I suppose this could raise other questions - how did I find her?  Why make the journey now?  Hummmm I can cover these at another time - as its been quite a process getting to this point.  But I did find her, I did make the journey and this is what happened after she slammed her front door in my face and I felt like I had committed a crime as I left her house....

In the safety of the rental car I drove around the corner out of site of the house and took several deep breaths.  I felt so proud of myself - I had done it, I faced the terror and uncertainty and I had done what I set out to do.  Perhaps this was just the after effect of too much adrenalin - doesn't matter I felt triumphant.

It didn't occur to me to race around to the back door and try again.  I had already got so much - to see, hear and meet my mother.  Already the trip had delivered more than I could have hoped for.

I took one more drive past the house before heading out of town and there she was - walking down the driveway of her home.  We looked at each other and I kept driving.

I decided to take a quick drive around Armidale - not likely I would ever be back there again.  Its a beautiful wee town and as I was driving I decided that I needed to be at the meeting place I had suggested just in case and if nothing else to finish this properly.

As I pulled up to the hotel about an hour later - there she was standing in the lobby, pacing and with her sleeves rolled up.  Yikes this woman looked like she was ready for a fight.  As I walked into the lobby I honestly thought I was going to freeze with nerves - I finally knew what people were talking about when they say their knees were knocking and their mouth was dry.

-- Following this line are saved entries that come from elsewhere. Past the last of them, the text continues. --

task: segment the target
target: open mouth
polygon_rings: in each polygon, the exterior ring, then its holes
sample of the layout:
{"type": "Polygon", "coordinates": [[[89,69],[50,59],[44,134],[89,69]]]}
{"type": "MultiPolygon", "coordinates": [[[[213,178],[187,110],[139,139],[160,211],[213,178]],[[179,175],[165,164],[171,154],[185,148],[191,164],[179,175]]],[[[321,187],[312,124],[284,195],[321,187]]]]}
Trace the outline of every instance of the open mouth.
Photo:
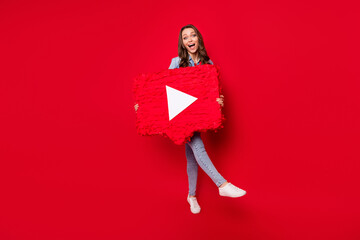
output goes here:
{"type": "Polygon", "coordinates": [[[189,48],[190,48],[190,49],[194,49],[194,48],[195,48],[195,43],[194,43],[194,44],[189,45],[189,48]]]}

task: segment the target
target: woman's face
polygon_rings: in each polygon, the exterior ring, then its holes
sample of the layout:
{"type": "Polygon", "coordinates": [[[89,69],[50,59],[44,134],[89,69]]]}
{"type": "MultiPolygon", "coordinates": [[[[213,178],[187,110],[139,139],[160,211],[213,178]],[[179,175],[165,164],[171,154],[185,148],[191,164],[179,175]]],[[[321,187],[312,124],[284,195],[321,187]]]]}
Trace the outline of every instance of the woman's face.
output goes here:
{"type": "Polygon", "coordinates": [[[199,48],[198,36],[192,28],[185,28],[182,31],[182,41],[189,53],[195,53],[199,48]]]}

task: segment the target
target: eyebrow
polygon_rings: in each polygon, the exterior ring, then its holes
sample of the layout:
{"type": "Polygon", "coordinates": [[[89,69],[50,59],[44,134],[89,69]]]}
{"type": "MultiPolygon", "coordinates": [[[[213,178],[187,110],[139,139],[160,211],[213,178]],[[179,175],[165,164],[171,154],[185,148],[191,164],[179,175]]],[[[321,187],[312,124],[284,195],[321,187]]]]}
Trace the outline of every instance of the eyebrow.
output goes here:
{"type": "MultiPolygon", "coordinates": [[[[191,32],[190,34],[193,34],[193,33],[195,33],[195,32],[191,32]]],[[[183,35],[183,37],[186,36],[186,35],[187,35],[187,34],[185,33],[185,34],[183,35]]]]}

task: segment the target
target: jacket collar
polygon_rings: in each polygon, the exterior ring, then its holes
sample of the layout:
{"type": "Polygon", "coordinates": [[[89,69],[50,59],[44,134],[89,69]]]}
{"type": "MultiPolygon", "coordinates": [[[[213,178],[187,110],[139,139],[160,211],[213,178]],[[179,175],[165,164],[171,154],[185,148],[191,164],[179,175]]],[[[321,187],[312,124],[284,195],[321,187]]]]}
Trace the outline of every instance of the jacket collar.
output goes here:
{"type": "MultiPolygon", "coordinates": [[[[189,54],[189,61],[194,62],[194,59],[191,58],[190,54],[189,54]]],[[[200,59],[199,59],[199,62],[200,62],[200,59]]]]}

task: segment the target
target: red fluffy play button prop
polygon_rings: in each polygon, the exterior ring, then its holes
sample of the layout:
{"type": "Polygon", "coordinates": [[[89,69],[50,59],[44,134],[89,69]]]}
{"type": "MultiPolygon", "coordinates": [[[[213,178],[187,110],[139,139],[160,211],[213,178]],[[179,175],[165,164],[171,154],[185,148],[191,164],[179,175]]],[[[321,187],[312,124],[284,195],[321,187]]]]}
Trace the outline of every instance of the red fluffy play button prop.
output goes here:
{"type": "Polygon", "coordinates": [[[195,131],[217,130],[225,120],[216,101],[216,65],[167,69],[135,78],[136,128],[140,135],[163,135],[184,144],[195,131]]]}

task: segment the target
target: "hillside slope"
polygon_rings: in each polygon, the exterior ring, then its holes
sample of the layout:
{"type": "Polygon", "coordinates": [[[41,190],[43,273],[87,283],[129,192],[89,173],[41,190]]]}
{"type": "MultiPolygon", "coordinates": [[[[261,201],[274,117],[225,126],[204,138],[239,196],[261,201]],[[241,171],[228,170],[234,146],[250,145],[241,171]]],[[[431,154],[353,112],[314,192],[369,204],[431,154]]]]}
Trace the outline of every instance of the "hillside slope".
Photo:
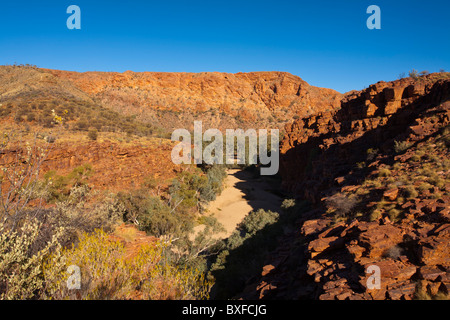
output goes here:
{"type": "Polygon", "coordinates": [[[194,119],[218,128],[281,128],[295,115],[333,109],[342,96],[286,72],[45,71],[104,107],[170,130],[189,128],[194,119]]]}

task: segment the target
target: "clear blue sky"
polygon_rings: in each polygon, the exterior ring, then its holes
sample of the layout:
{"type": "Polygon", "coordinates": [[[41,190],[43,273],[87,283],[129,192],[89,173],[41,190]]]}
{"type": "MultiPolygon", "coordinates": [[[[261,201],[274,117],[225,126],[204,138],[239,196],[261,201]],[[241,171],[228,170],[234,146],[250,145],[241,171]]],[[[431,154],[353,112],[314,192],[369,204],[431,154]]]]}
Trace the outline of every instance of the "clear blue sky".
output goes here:
{"type": "Polygon", "coordinates": [[[0,3],[0,64],[74,71],[287,71],[340,92],[411,69],[450,71],[450,1],[0,3]],[[81,8],[68,30],[66,8],[81,8]],[[381,30],[366,9],[381,8],[381,30]]]}

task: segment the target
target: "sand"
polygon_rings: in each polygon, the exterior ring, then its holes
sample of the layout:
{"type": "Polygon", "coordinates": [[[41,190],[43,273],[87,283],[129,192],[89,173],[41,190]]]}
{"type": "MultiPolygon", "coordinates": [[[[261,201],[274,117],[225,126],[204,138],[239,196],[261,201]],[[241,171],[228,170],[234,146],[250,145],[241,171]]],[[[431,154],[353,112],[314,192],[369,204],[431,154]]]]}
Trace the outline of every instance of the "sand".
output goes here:
{"type": "Polygon", "coordinates": [[[240,169],[227,173],[222,193],[207,207],[208,214],[213,214],[226,230],[217,234],[219,238],[230,236],[251,211],[262,208],[279,212],[281,204],[281,198],[270,192],[273,186],[267,179],[253,178],[251,173],[240,169]]]}

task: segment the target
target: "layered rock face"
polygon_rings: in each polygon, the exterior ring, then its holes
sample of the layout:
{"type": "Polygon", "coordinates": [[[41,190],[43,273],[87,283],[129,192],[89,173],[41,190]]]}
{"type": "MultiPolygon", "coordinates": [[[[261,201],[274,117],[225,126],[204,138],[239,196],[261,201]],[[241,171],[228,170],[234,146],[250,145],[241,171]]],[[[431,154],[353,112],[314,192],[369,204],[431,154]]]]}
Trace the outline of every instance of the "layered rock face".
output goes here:
{"type": "Polygon", "coordinates": [[[450,99],[450,80],[437,78],[431,74],[421,81],[378,82],[348,93],[339,110],[319,112],[286,125],[280,147],[285,188],[316,202],[321,189],[365,160],[368,149],[388,150],[394,140],[404,140],[410,133],[412,141],[418,141],[430,133],[426,130],[433,131],[421,119],[427,112],[440,117],[432,126],[434,131],[442,126],[448,121],[448,104],[438,110],[432,107],[450,99]]]}
{"type": "Polygon", "coordinates": [[[432,74],[288,125],[283,183],[311,209],[239,297],[448,298],[449,124],[450,79],[432,74]]]}
{"type": "MultiPolygon", "coordinates": [[[[123,145],[117,142],[55,143],[50,146],[40,173],[56,170],[65,175],[74,168],[91,164],[92,175],[89,186],[95,190],[118,192],[139,188],[146,179],[152,179],[160,186],[166,186],[181,167],[171,160],[172,144],[155,141],[147,145],[137,143],[123,145]]],[[[4,150],[0,166],[17,162],[17,153],[22,148],[4,150]]]]}
{"type": "Polygon", "coordinates": [[[44,70],[103,106],[173,128],[281,128],[294,116],[333,110],[342,95],[286,72],[166,73],[44,70]]]}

The minute she saw me she was on to me - 'What do you want?' 'Why are you here?' etc.  We sat down and I think I said something like 'In seeing you and hearing you, you have probably already given me all that I want'.  I just sat and looked at her.  I think we were both a little taken aback!

Again - if I could just have frozen that moment in time it would have been perfect.  Where is the film crew when you need it?